January 10, 2026
Leak slayed, comments unleashed
Finding and Fixing Ghostty's Largest Memory Leak
Ghostty’s memory meltdown gets patched — cheers, side‑eyes, and new feature requests roll in
TLDR: Ghostty patched a major memory leak and pushed the fix to nightly builds, with a stable release coming in March. Commenters cheered the detective work, debated tone across threads, and pivoted to feature requests like drag-and-drop images in tmux—proof the community’s loud, engaged, and ready for polish.
Ghostty, the buzzy terminal app, just exorcised a massive memory leak that had one user clocking 37 GB after ten days. The fix is merged, live in nightly builds, and headed for the 1.3 release in March. The culprit? A “resize on paper, not in reality” bug where big memory chunks were marked as small and never truly freed. Translation: the app thought it cleaned up; your RAM knew it hadn’t.
The community rolled in like a victory parade with a side of drama. quantummagic cheered, then dropped a spicy note that folks were hitting the issue long before Claude Code (AI coding tool) made it mainstream, with receipts via HN thread. kepano delivered the engineer’s sermon: reproducible reports are gold. Meanwhile, LgWoodenBadger lobbed a vibe check, calling out a tone shift between this lovefest and another thread (link)—cue popcorn. hotpotat went full product manager: complimented the slick memory charts, asked “what’s the stack,” then pivoted to a feature gripe—drag-and-drop images don’t work in tmux (a tool that slices your terminal into panes), which sparked a mini wishlist. Jokes flew about Ghostty “hoarding RAM like a dragon” and Claude Code “being the chaos gremlin,” but the mood was mostly celebratory: bug slain, devs praised, and users already lining up for the next quality-of-life fix.
Key Points
- •A memory leak in Ghostty existed since at least version 1.0 and was recently triggered at scale by workloads like Claude Code.
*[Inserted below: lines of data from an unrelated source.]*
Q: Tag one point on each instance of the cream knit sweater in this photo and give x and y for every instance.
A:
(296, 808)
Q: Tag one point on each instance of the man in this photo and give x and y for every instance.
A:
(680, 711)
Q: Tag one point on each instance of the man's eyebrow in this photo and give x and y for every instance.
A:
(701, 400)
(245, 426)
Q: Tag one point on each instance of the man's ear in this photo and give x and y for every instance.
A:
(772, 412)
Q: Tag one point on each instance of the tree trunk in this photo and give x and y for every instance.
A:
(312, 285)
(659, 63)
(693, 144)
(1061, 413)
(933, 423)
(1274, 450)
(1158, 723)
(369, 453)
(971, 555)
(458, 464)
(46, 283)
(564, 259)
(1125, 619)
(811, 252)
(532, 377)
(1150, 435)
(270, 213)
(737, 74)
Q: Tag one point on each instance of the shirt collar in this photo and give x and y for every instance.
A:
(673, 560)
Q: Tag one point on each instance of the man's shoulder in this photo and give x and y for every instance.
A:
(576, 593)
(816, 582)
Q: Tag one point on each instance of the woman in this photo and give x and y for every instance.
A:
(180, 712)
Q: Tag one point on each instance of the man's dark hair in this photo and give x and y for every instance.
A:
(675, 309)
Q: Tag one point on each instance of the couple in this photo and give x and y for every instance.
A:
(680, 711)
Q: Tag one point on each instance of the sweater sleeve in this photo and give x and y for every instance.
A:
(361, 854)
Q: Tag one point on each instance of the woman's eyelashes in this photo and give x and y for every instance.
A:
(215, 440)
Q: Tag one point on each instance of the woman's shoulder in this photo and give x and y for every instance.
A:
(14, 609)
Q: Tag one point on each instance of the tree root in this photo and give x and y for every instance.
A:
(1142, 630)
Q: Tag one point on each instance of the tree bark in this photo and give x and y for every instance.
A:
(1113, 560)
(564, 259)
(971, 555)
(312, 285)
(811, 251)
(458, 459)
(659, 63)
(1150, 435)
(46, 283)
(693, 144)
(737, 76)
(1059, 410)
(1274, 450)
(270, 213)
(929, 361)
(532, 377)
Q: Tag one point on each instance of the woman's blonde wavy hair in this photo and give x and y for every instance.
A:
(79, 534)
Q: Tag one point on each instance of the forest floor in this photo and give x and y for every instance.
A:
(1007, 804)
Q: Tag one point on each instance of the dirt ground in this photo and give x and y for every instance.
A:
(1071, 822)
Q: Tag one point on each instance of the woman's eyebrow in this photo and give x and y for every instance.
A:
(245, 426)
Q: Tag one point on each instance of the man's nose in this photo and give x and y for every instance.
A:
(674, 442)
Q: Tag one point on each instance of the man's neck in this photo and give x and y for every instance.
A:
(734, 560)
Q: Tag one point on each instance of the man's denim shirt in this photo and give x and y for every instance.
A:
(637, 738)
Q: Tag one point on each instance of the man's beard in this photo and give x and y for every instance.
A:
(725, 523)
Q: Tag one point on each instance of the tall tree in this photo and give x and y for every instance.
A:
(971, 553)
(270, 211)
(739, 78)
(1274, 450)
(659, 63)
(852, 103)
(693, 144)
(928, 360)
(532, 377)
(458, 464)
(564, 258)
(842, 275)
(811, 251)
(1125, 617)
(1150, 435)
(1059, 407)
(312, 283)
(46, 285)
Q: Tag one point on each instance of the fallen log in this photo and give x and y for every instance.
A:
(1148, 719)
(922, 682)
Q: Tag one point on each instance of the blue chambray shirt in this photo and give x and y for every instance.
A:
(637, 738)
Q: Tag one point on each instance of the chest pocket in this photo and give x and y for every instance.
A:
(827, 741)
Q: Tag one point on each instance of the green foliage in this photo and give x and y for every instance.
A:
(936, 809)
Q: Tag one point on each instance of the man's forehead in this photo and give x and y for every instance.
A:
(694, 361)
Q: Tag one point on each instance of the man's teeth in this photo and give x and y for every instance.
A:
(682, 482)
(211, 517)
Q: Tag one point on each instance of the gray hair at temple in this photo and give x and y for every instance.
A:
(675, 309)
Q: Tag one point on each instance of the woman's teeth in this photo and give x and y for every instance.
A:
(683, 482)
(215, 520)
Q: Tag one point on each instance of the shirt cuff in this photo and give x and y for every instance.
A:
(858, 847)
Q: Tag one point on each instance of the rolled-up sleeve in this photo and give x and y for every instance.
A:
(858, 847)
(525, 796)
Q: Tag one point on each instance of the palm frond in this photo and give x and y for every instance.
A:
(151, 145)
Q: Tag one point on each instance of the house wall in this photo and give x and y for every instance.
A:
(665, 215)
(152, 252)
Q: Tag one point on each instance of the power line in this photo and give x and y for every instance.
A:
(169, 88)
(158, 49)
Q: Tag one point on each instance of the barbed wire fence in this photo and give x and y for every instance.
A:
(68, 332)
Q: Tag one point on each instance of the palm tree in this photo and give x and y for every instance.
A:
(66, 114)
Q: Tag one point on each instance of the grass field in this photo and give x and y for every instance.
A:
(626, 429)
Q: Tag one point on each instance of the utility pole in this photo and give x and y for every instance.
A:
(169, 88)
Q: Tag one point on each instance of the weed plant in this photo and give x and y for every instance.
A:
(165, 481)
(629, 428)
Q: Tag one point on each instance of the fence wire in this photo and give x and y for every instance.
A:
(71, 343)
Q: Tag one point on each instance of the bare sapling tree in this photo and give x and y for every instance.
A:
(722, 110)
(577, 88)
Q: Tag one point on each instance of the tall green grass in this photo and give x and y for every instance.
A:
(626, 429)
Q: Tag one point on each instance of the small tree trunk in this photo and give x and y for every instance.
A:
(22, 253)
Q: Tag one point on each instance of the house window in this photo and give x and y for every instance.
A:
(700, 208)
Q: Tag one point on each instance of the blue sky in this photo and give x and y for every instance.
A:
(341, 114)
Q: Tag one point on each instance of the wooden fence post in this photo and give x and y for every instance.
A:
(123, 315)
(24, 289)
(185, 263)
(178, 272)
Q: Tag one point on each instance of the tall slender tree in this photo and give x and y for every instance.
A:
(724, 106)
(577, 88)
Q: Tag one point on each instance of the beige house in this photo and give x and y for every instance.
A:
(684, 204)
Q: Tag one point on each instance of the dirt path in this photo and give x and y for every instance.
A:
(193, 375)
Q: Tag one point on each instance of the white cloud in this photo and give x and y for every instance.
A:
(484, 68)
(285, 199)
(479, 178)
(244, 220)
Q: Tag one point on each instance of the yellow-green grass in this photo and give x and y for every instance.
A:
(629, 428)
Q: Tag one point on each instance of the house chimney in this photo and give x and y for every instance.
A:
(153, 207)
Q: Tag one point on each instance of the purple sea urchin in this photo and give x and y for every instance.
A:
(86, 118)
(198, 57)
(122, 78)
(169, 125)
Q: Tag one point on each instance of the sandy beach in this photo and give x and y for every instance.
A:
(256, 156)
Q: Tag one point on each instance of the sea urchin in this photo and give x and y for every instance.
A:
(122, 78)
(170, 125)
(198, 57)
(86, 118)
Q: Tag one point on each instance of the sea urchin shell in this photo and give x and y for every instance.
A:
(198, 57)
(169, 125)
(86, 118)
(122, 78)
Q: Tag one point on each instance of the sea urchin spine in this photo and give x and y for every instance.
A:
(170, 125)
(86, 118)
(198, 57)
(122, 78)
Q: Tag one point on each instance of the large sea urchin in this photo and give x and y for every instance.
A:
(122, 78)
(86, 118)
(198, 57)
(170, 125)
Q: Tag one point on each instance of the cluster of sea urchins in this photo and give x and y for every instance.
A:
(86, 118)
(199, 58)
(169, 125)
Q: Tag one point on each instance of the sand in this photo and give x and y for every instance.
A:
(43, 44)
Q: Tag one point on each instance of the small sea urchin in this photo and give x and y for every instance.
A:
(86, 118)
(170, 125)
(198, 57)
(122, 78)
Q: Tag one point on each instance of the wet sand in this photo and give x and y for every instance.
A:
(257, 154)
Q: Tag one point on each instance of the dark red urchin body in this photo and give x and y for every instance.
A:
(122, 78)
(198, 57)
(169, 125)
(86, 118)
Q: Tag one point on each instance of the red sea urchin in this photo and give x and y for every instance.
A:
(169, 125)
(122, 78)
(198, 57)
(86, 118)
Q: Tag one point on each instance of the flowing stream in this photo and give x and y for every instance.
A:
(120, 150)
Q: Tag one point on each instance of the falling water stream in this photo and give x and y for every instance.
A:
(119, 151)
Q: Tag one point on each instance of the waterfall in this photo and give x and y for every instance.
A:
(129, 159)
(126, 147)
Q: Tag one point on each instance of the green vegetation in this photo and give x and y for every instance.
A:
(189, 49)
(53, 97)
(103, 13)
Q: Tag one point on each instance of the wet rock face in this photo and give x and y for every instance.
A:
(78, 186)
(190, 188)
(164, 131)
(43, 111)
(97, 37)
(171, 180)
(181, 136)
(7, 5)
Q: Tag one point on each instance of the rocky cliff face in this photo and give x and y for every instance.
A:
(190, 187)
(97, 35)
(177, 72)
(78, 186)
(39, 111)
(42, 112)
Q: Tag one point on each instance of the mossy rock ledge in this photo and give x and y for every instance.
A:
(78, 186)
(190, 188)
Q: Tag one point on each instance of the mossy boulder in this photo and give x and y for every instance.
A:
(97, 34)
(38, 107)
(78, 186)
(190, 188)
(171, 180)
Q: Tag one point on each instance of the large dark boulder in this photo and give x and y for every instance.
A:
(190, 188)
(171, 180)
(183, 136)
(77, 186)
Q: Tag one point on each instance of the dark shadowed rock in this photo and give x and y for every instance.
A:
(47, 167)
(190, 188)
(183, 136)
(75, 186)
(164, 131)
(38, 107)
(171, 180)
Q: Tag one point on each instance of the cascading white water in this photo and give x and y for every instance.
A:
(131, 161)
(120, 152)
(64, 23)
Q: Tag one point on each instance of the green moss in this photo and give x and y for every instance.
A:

- •Ghostty’s PageList stores terminal content in pages allocated via mmap, with a pool for standard-sized pages and direct mmap for non-standard pages.
- •An optimization for scrollback pruning resized pages to standard size in metadata without resizing the underlying non-standard mmap allocation.
- •When later freed, misclassified pages were returned to the pool instead of being munmapped, causing unfreed memory and a leak.
- •The fix is merged in tip/nightly builds and will ship in the tagged Ghostty 1.3 release in March.